Goedel (for Gödel) fails on de.wikipedia.org; on en.wikipedia.org it resolves correctly.
Godel resolves on the english page too.
Would it be possible to resolve transliterated umlauts automatically to the correct character? It surely
wouldn't break anything.
Automatically adding the reverse-transliterated umlauts to the search results
desirable in my opinion, in particular on de.wikipedia.org .
For example, entering "kuenstliche intelligenz" in the search box there
came up with the movie "A.I. – Künstliche Intelligenz", but not with the
main entry http://de.wikipedia.org/wiki/K%C3%BCnstliche_Intelligenz
which I was only able to find via the entry for the "AI" acronym.
It would be nice to add more than just the umlauts and to more than just the German Wikipedia: The same (or worse) problem occurs on any Wikipedia that uses the Latin alphabet with special characters: The Spanish, Portuguese, French, Scandinavian (...), Slavic (... ... ...), Turkish languages, to name just the largest groups (with obviously many subgroups).

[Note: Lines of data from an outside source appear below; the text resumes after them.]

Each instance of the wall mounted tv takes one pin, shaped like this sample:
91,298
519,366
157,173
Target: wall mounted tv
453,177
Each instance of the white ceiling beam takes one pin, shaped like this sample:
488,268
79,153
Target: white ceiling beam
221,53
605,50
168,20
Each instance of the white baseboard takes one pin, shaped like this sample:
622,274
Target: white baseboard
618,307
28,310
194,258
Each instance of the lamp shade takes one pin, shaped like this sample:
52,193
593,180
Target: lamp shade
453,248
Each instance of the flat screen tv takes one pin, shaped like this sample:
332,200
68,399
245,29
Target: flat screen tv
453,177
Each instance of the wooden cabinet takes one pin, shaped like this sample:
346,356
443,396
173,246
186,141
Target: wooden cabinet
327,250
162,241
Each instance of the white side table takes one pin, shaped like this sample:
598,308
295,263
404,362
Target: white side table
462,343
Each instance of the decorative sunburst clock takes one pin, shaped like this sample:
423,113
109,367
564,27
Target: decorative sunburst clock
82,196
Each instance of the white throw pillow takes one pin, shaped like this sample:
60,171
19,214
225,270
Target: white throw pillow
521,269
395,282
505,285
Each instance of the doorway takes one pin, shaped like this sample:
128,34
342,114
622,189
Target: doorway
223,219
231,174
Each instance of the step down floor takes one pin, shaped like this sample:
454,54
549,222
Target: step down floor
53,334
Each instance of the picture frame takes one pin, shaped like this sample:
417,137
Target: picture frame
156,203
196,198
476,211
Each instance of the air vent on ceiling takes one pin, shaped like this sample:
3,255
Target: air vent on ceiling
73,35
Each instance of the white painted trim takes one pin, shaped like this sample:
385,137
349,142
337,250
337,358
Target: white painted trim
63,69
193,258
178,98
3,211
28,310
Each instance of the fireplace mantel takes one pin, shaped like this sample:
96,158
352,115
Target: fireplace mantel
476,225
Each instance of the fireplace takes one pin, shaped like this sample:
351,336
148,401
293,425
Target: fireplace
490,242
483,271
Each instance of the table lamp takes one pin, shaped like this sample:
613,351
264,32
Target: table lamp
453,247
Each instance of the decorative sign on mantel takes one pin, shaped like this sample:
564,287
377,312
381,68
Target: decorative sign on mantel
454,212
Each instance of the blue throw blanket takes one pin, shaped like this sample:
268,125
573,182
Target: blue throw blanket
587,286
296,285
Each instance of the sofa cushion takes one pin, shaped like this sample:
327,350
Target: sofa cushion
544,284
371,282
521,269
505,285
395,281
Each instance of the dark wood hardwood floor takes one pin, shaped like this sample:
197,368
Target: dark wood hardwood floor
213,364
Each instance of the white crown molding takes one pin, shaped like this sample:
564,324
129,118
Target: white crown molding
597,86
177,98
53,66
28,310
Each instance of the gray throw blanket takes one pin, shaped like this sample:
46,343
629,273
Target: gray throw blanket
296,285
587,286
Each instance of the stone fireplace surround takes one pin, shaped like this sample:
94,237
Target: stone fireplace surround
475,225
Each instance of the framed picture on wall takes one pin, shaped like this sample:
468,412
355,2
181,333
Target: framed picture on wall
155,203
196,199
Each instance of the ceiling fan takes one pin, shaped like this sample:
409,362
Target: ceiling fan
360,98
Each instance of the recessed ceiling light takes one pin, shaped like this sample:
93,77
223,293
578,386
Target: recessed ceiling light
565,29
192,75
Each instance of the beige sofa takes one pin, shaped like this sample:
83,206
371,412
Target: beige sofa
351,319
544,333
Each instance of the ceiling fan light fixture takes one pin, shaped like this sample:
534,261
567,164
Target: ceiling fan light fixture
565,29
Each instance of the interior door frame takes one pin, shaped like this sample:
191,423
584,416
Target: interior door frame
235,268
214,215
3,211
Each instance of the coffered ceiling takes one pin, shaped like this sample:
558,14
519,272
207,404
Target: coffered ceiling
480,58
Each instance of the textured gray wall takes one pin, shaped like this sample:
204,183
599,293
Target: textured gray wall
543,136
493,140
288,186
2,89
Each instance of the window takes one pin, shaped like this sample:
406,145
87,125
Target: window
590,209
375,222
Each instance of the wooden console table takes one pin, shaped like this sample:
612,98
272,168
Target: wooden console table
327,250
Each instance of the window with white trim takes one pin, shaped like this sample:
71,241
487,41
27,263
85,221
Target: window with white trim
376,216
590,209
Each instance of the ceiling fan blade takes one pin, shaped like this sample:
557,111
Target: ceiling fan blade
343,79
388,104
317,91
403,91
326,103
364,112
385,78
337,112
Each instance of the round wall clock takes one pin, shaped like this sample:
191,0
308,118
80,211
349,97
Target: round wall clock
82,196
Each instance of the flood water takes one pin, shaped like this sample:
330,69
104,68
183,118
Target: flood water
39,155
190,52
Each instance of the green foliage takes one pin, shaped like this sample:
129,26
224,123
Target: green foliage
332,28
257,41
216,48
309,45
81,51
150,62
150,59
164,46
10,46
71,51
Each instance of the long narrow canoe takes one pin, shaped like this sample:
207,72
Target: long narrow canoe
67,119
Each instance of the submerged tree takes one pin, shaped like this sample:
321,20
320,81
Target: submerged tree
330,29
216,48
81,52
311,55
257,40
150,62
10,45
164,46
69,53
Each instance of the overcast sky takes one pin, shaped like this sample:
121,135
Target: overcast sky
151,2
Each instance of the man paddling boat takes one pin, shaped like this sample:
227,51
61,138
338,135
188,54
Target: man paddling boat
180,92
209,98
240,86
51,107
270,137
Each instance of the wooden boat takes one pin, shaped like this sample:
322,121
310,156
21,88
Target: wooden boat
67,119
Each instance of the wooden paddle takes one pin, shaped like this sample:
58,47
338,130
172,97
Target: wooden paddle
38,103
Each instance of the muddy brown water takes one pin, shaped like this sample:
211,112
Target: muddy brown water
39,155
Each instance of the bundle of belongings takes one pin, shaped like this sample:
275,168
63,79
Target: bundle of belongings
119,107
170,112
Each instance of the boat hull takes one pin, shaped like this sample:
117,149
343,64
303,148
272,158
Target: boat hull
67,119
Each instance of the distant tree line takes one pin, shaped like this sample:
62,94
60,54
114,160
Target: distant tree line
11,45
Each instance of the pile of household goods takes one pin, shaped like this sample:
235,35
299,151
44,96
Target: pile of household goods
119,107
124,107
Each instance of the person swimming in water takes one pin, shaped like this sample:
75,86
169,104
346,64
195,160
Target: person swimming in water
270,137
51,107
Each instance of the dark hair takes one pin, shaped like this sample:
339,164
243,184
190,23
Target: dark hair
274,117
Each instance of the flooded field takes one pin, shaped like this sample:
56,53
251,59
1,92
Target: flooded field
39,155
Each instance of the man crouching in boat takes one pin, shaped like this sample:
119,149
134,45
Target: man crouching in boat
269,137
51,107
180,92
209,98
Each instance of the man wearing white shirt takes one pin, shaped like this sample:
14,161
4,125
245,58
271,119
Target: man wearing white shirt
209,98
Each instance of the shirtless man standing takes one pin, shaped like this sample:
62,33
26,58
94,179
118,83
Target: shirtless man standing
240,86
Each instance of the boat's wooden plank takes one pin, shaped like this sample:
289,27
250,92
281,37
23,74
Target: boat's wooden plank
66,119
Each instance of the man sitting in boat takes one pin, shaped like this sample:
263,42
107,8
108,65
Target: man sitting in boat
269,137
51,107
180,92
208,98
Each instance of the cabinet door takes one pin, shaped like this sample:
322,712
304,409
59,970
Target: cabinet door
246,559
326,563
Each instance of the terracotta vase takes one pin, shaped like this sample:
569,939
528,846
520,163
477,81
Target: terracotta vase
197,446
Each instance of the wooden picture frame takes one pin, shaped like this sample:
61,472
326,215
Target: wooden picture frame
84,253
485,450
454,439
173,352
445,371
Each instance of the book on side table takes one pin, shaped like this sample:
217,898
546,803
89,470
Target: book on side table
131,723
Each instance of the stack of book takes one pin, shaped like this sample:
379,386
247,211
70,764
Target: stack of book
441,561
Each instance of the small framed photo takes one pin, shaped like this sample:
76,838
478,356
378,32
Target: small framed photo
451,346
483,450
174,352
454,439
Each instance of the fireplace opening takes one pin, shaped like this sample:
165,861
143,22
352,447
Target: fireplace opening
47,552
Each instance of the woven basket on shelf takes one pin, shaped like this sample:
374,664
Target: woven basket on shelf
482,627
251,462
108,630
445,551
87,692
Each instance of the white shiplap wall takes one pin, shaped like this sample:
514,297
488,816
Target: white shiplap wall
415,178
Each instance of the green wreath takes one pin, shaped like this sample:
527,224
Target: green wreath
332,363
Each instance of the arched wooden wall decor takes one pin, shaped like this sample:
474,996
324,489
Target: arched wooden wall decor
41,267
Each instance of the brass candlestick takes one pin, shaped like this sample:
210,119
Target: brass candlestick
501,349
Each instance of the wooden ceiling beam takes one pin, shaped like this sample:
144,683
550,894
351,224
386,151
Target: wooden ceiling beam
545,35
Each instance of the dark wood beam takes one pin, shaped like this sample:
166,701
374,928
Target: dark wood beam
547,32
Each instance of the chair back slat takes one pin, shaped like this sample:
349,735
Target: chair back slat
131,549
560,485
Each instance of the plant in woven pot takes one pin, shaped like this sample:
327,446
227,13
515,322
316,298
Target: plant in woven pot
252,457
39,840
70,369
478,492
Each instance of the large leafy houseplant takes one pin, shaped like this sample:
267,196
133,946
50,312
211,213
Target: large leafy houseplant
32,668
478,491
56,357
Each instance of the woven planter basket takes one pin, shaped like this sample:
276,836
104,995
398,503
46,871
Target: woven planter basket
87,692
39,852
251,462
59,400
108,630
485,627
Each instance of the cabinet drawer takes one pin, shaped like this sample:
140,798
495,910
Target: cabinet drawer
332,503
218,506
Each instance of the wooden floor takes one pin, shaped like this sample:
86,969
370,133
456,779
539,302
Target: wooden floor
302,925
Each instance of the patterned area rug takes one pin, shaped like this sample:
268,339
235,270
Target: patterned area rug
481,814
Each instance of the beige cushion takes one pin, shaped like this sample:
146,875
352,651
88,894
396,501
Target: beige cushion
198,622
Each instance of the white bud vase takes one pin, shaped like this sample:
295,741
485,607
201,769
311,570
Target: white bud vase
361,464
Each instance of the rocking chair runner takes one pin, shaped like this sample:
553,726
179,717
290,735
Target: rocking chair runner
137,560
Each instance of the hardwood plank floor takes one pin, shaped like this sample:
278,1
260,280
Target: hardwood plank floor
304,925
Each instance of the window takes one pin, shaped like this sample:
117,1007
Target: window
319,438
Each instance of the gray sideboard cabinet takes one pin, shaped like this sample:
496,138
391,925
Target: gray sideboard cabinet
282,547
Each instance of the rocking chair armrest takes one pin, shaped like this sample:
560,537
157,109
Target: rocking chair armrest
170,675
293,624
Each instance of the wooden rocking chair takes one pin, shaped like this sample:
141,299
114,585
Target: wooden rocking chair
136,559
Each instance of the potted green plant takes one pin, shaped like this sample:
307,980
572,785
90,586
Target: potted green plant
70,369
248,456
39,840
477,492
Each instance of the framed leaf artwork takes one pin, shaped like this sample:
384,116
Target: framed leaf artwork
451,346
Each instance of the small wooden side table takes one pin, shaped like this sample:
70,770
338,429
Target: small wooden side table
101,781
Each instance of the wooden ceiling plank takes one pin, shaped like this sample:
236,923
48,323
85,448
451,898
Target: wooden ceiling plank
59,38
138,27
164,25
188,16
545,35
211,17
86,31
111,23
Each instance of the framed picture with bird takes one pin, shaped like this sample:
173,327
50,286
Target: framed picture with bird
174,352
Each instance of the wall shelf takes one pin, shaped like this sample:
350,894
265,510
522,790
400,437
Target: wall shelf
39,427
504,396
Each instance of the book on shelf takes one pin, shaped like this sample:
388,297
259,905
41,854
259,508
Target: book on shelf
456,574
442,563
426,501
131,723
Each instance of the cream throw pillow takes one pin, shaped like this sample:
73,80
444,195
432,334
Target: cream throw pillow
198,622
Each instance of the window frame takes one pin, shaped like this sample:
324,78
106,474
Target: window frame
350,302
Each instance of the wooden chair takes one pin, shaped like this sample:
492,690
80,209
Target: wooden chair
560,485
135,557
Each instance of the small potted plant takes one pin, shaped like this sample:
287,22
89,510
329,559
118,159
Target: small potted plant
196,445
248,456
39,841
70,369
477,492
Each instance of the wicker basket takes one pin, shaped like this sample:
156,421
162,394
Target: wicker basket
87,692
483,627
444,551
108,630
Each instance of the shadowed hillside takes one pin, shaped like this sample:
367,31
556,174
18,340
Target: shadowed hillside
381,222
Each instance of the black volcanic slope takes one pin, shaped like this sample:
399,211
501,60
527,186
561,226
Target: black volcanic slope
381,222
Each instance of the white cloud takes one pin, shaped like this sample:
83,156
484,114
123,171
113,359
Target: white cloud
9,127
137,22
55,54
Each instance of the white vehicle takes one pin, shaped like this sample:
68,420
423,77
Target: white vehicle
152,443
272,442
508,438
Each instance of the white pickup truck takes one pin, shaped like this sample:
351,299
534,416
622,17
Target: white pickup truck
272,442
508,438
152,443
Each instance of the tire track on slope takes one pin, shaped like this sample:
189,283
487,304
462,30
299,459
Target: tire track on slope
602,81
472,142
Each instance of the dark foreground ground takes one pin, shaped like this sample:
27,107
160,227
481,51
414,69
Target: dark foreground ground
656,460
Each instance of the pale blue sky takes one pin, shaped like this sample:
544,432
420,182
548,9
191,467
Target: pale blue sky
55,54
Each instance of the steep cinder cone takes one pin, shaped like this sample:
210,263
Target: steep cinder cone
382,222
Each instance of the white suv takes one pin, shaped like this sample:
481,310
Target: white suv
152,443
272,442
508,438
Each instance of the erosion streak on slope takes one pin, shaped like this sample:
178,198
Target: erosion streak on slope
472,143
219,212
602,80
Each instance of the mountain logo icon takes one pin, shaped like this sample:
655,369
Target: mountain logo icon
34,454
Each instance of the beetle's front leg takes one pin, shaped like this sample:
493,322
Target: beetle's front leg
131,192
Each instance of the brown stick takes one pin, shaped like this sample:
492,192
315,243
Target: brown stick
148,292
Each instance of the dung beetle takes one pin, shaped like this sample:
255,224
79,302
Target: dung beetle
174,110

I agree with #3, and would still add to it. It would be desirable to handle both transliterated special characters and the accent- and featureless plain latin characters from which they have been derived as possible occurences of that special character. For example oe (common in Germany) or o (common in Sweden) for ö, or aa / a for å. I would even extend this mechanism to handling some groups of punctuation characters as one character in search, for example different quotation marks " „ “ ” « », different dashes - – —, different apostrophes ' ’ (see German article "Germany’s next topmodel"; there is a redirect from the simple version, though) etc.
*** Bug 7002 has been marked as a duplicate of this bug. ***
This also applies to pinyin characters (latinization of chinese characters): for example "wuji" will not find "wújí" (as in german Wikipedias article "Taiji"). Both notations are common, the former especially in printed books.
Fixed in Lucene Search 2. Accents are always stripped, and common transliterations are added as aliases (see Bug 7002).
So, searching for Goedel should find Kurt Gödel as the first hit on both en and de wiki.